In his hurry and concentration upon the matter that occupied him, Springrove, on entering his lodging and obtaining a light, had not waited to pull down the blind or close the shutters. Consequently all that he had done had been visible from the street. But as on an average not one person a minute passed along the quiet pavement at this time of the evening, the discovery of the omission did not much concern his mind.

But the real state of the case was that a tall man had stood against the opposite wall and watched the whole of his proceeding. When Edward came out and went to the Charing Cross post-office, the man followed him and saw him drop the letter into the box. The stranger did not further trouble himself to follow Springrove back to his lodging again.

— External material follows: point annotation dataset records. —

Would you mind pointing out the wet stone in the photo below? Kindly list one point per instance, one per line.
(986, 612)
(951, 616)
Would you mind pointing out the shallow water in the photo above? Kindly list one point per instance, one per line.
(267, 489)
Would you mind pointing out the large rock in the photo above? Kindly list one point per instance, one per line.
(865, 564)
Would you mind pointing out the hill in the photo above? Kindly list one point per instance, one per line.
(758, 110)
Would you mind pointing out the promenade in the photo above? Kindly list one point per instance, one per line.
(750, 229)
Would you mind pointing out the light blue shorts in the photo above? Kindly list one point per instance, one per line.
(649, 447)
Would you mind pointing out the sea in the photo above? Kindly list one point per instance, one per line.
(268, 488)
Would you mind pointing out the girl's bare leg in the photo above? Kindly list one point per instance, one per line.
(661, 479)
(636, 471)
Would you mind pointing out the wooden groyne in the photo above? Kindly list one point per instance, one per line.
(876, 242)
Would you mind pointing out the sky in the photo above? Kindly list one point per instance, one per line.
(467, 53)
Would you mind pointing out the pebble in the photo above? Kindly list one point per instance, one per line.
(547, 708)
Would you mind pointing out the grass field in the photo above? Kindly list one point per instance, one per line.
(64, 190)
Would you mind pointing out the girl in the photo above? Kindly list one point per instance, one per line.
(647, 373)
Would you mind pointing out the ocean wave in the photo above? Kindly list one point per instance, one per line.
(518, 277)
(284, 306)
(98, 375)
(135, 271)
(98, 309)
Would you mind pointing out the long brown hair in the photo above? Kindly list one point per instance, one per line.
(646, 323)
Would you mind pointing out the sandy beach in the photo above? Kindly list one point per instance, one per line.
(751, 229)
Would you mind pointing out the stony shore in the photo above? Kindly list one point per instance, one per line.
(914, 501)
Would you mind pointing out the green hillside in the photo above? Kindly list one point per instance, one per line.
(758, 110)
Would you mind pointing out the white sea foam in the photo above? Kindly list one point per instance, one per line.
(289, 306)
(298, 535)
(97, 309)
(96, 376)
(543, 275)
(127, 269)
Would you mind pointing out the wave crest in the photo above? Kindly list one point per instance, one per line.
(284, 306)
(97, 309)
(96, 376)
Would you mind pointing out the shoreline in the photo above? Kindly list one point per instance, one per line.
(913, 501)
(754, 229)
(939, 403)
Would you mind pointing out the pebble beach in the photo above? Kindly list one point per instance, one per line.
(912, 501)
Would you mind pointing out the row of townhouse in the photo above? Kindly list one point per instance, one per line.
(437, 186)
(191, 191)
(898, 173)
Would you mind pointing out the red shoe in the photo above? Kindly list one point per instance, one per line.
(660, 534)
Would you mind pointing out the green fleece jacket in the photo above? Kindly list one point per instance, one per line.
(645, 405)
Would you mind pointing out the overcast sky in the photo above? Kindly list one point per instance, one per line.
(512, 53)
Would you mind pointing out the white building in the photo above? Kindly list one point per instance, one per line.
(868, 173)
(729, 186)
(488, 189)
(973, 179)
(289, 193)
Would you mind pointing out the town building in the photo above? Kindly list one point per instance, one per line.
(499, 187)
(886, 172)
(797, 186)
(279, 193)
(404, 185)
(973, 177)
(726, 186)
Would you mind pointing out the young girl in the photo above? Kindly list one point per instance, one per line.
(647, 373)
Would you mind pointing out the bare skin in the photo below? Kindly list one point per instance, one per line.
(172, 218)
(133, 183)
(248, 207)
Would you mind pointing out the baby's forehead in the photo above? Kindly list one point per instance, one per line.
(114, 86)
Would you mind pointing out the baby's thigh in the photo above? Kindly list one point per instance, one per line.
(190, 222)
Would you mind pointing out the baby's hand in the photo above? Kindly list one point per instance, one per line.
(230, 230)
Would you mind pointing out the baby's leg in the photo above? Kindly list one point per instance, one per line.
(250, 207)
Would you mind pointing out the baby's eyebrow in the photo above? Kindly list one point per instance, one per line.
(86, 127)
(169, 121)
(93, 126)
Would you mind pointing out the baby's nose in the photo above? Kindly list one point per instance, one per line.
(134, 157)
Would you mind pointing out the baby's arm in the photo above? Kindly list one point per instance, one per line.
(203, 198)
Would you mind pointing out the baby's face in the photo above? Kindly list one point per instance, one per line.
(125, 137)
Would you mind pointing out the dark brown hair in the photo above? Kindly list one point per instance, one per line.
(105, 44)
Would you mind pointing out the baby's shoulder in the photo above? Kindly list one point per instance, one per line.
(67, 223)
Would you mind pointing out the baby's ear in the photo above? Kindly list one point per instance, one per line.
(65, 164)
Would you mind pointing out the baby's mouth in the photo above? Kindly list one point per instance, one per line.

Manston now knew that there had been photographs of some kind in his wife's workbox, and though he had not been near enough to see them, he guessed whose they were. The least reflection told him to whom they had been sent.

He paused a minute under the portico of the post-office, looking at the two or three omnibuses stopping and starting in front of him.

Then he rushed along the Strand, through Holywell Street, and on to Old Boswell Court. Kicking aside the shoeblacks who began to importune him as he passed under the colonnade, he turned up the narrow passage to the publishing-office of the Post-Office Directory. He begged to be allowed to see the Directory of the south-west counties of England for a moment.